Les frais convenus de lettres de rappel et de mise en demeure, à concurrence d'un envoi par mois

Le Code autorise le prêteur à réclamer des frais du fait de l'envoi de rappels de paiement ou de mise en demeure. Ces frais ne peuvent être réclamés que pour autant qu'une disposition expresse du contrat le prévoie (les frais convenus).

Par ailleurs la loi place une double limite. Le montant des frais est fixé et d'autre part, le prêteur ne peut compter ces frais qu'à concurrence d'un envoi par mois. Il est sans importance que les lettres de rappel ou de mise en demeure portent sur une ou plusieurs échéances impayées, le prêteur ne peut réclamer des frais que pour une seule lettre de rappel ou de mise en demeure sur une période d’un mois, à compter de date en date.

Rien n'interdit au prêteur d'adresser davantage de rappels mais il le fera à ses frais, sans pouvoir réclamer de compensation au consommateur. Le délai d'un mois prend cours à compter de l'envoi précédent (voir exemple de calcul des frais de rappel et de mise en demeure). Une lettre de rappel ne se confond pas le relevé mensuel visé par l’article VII.147/14.

Le régime de l'article VII.147/23 étant inspiré de celui applicable au crédit à la consommation, il faut considérer que les frais de rappel ne sont autorisés que pour la période qui précède la résolution du contrat de crédit hypothécaire à destination immobilière.

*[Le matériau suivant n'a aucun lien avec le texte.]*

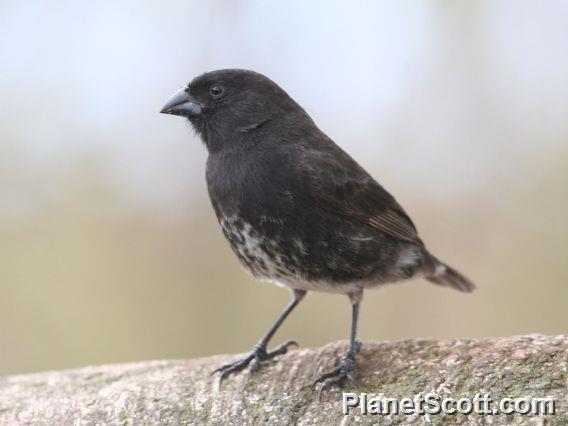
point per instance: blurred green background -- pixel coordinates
(109, 250)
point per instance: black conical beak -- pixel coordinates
(182, 104)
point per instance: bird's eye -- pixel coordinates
(216, 90)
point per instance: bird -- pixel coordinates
(296, 209)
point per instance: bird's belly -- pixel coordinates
(263, 255)
(293, 262)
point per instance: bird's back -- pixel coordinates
(265, 203)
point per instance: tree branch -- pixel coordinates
(183, 392)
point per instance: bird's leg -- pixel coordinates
(347, 367)
(259, 352)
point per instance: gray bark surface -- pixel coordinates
(180, 392)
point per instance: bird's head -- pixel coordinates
(228, 106)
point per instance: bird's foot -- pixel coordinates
(347, 369)
(255, 357)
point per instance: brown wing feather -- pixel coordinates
(343, 187)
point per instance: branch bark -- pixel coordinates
(183, 392)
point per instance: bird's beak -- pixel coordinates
(182, 103)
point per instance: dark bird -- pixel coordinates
(296, 209)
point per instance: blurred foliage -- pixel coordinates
(82, 285)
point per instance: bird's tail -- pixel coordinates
(447, 276)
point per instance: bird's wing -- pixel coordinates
(339, 185)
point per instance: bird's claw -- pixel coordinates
(256, 356)
(346, 369)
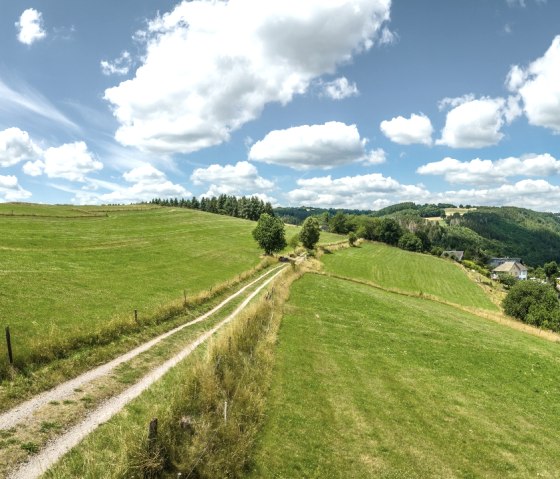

Le simple retard suivi d'une dénonciation du contrat - cumul de sanctions

Les frais dus pour la période précédant la résolution ou la déchéance restent dus en cas de dénonciation ultérieure ou de résolution. Par contre, les frais de lettre de rappel ou de mise en demeure exposés après la dénonciation sont compris dans l'indemnité forfaitaire et ne peuvent donc être imputés en sus au consommateur.

Pluralité de débiteurs

S'il y a plusieurs codébiteurs, le coût de la mise en demeure adressée à chacun peut leur être imputée dans les limites de la loi mais il ne peut être imputé qu'au destinataire. Si une lettre unique est adressée à un consommateur pour plusieurs contrats en défaut, les frais ne peuvent être comptés qu'une seule fois. Si une lettre spécifique est adressée pour chaque contrat, les frais peuvent être comptés par contrat.

Imputation des paiements

A la différence de ce que prévoit l’article VII.147/22 pour les crédits hypothécaires à but mobilier, les crédits hypothécaires à but immobilier restent soumis au droit commun de l’article 1254 du Code civil en ce qui concerne l’imputation des paiements. Cette différence n'est pas expliquée dans les travaux préparatoires.

Devoir d’information

La loi impose au prêteur qui réclame une somme en exécution de l'article VII.147/23, § 1, ou § 2 de détailler et justifier sa demande dans un document remis gratuitement au consommateur. Un nouveau document détaillant et justifiant les montants dus en application des §§ 1er et 2 doit être remis gratuitement, au maximum trois fois par an, au consommateur qui en fait la demande.